Salar, barışın sıradan bir olgu olmadığını ve Diyanet İşleri Başkanlığının süreçte büyük bir görev üstlenmesi gerektiğini ifade etti. Salar, Diyanet'in hutbelerde Hudeybiye Anlaşması'nı, Medine Sözleşmesi'ni anlatarak süreci halka doğru anlatmasını istedi. Salar, "Dinde 'Bir insanı öldürmek tüm insanlığı öldürmek, bir insanı yaşatmak tüm insanlığı yaşatmaktır' deniyorsa Diyanet bu tarihi sürecin sonuçlanması için üzerine düşeni yapmalıdır" dedi.

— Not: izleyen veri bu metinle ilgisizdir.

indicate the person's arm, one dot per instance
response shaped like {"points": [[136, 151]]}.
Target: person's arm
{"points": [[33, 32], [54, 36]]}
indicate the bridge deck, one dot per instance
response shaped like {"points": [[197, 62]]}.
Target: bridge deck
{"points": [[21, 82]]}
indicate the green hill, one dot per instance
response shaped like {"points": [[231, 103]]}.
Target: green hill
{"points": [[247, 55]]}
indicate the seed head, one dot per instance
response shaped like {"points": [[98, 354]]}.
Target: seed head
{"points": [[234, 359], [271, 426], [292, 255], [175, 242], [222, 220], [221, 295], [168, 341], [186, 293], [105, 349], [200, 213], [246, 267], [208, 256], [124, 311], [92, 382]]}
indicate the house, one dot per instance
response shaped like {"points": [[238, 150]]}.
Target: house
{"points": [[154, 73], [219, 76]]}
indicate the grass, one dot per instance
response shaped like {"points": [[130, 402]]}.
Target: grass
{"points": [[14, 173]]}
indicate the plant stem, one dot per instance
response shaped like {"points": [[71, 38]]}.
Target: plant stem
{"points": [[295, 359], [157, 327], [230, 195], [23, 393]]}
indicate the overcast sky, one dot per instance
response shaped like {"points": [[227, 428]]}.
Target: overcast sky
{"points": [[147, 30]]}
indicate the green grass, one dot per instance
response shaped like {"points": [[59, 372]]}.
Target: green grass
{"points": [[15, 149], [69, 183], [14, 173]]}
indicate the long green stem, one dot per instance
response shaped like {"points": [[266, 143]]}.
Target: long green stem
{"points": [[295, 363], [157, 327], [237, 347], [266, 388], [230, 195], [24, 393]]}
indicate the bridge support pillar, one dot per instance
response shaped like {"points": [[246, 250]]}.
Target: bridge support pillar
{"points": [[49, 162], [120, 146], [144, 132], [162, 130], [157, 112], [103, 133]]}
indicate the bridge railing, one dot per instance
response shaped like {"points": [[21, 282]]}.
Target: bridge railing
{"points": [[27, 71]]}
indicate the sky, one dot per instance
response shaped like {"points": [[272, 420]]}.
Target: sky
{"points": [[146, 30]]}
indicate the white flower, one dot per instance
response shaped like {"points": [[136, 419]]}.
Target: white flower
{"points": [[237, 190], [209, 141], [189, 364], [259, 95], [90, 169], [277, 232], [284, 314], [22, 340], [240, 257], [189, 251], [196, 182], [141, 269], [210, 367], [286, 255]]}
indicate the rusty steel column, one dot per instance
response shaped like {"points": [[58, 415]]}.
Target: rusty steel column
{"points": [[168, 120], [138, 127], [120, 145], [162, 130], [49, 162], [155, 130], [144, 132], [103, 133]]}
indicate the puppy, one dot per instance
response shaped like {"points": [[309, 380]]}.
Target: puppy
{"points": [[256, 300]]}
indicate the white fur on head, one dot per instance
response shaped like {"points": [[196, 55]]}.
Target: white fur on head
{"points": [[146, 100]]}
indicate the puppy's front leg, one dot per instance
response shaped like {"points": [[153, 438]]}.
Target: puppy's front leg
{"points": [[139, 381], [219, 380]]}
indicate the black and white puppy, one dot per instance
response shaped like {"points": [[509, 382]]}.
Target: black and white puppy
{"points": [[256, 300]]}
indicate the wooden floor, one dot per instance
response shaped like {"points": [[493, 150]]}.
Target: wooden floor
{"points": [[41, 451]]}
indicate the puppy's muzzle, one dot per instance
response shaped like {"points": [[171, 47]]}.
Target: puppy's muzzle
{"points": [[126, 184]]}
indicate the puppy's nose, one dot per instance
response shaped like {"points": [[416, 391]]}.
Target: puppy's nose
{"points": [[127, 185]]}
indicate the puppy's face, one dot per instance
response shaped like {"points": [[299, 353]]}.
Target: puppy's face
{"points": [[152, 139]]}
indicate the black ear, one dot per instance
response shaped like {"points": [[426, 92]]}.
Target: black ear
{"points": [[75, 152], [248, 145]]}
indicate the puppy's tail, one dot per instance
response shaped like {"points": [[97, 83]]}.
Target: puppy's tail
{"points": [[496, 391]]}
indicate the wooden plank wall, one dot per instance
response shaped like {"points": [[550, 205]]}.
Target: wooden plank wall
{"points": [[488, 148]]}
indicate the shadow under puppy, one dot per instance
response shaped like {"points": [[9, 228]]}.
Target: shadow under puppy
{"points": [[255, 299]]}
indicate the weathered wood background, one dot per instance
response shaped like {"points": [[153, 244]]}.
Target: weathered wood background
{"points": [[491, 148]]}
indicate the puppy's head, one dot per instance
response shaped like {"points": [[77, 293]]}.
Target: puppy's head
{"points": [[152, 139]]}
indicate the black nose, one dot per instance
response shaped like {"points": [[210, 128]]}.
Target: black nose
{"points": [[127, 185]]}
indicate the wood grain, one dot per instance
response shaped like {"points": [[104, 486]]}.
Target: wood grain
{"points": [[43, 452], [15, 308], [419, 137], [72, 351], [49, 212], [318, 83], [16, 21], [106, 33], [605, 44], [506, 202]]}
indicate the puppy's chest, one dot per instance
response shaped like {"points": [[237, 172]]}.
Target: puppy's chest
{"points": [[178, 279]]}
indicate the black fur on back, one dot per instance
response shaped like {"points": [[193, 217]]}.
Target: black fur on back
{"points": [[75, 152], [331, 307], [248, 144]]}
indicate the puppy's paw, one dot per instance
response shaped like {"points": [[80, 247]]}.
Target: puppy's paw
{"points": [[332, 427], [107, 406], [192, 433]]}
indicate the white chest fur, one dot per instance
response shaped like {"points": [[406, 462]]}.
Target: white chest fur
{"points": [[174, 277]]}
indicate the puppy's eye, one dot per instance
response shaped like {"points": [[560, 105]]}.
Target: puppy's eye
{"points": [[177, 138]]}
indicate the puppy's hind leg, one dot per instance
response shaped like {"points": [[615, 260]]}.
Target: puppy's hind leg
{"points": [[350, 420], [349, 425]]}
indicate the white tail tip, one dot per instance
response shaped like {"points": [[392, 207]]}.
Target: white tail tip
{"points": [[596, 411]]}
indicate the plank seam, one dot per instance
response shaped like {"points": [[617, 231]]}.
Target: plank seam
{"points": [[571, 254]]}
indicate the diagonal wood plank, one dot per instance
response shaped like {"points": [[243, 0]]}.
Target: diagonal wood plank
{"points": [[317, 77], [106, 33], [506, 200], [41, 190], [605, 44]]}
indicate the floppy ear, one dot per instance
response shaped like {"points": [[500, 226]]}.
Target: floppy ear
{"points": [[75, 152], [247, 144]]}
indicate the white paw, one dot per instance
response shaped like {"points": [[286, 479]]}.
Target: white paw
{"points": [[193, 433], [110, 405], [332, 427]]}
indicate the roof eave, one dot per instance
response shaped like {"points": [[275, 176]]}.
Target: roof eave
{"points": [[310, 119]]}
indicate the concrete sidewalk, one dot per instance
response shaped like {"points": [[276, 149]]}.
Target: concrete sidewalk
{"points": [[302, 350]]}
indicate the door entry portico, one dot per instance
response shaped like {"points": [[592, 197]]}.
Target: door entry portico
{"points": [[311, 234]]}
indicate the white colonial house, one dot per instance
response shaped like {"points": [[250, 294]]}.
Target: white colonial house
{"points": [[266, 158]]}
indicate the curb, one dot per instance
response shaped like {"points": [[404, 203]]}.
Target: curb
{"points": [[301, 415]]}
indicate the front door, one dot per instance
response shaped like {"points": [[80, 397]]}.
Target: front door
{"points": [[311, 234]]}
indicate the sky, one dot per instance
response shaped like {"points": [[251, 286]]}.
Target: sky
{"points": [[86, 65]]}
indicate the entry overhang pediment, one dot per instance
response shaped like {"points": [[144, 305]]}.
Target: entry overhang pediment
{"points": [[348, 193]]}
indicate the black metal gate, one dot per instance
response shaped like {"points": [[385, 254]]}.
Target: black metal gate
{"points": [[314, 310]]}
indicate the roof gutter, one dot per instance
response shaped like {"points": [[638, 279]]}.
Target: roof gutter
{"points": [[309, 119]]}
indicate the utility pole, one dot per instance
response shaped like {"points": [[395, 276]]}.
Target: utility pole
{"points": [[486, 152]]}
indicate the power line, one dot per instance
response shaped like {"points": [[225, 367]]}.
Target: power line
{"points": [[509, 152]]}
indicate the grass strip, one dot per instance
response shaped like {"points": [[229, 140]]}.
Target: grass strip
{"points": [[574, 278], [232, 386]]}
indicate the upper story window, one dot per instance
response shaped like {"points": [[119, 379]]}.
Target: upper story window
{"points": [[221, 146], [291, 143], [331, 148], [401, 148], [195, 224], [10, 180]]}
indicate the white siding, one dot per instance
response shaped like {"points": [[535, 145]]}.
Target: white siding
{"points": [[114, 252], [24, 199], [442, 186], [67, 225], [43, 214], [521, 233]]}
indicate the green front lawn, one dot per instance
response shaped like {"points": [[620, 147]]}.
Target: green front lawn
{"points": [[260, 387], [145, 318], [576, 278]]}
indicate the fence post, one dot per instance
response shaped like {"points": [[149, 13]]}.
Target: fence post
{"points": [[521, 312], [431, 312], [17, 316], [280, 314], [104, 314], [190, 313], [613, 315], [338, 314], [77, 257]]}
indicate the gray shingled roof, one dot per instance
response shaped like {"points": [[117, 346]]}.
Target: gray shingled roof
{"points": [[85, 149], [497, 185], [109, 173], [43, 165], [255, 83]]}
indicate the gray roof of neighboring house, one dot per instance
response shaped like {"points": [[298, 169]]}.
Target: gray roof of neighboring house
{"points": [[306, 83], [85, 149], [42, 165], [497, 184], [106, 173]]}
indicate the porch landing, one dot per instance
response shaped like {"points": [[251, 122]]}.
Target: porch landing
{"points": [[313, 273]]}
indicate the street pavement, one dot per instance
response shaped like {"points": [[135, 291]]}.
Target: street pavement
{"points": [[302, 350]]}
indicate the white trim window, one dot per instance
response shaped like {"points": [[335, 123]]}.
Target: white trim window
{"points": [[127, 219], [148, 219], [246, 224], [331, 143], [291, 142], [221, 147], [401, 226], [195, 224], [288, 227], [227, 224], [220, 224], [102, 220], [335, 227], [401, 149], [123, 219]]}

Salar, bugün fikirleri nedeniyle on binlerce siyasi tutsağın cezaevinde olduğunu hatırlatarak, mağduriyetlerin giderilmesini istedi. KHK ile ihraç edilenlerin işlerine dönmesi, Kürtçenin önündeki engellerin kaldırılması, hasta tutsakların ve tahliyesi geldiği halde bırakılmayanların serbest bırakılması gerektiğini ifade eden Salar, "Herkes kendi kimliğiyle, rengiyle, inancıyla özgürce yaşamalıdır. Partiler çıkarlarını toplumun önüne koymamalı. Halk sürece sahip çıkarsa partiler de halkı dinlemek zorunda kalır. Basın ve akademi de sürecin sorumluluğunu üstlenmelidir" şeklinde konuştu.

Herkesin hukuku tanınsın

Bir önceki sürecin nasıl heba edildiğinin ortada olduğunu belirten Salar, bunun tekrar etmemesi için bu kez sürece daha güçlü sahip çıkılması gerektiğini vurguladı. Herkesin hak ve hukukunun tanınmasının önemini vurgulayan Salar, Rêber Apo'nun dönemin koşullarına göre düşüncelerini yenileyen biri olduğunu ve çatışmanın çıkmaz bir yol olduğunu ifade etti. Kürtlerin bugün Rojava'da güçlü bir konumda, Başûr'da statü sahibi ve Bakur'da milyonlarca nüfusa sahip olduğunu hatırlatan Salar, "Kürtler artık bölgesel bir güç haline geldi. Bu gerçekliği görmek gerekir. Bahçeli veya Öcalan bu süreci hangi niyetle başlatmış olursa olsun bu hakikat değişmez; barış sürecine destek verilmelidir" diye ekledi.  AMED

paylaş

   

Yeni Özgür Politika

© Copyright 2025 Yeni Özgür Politika | Tüm Hakları Saklıdır.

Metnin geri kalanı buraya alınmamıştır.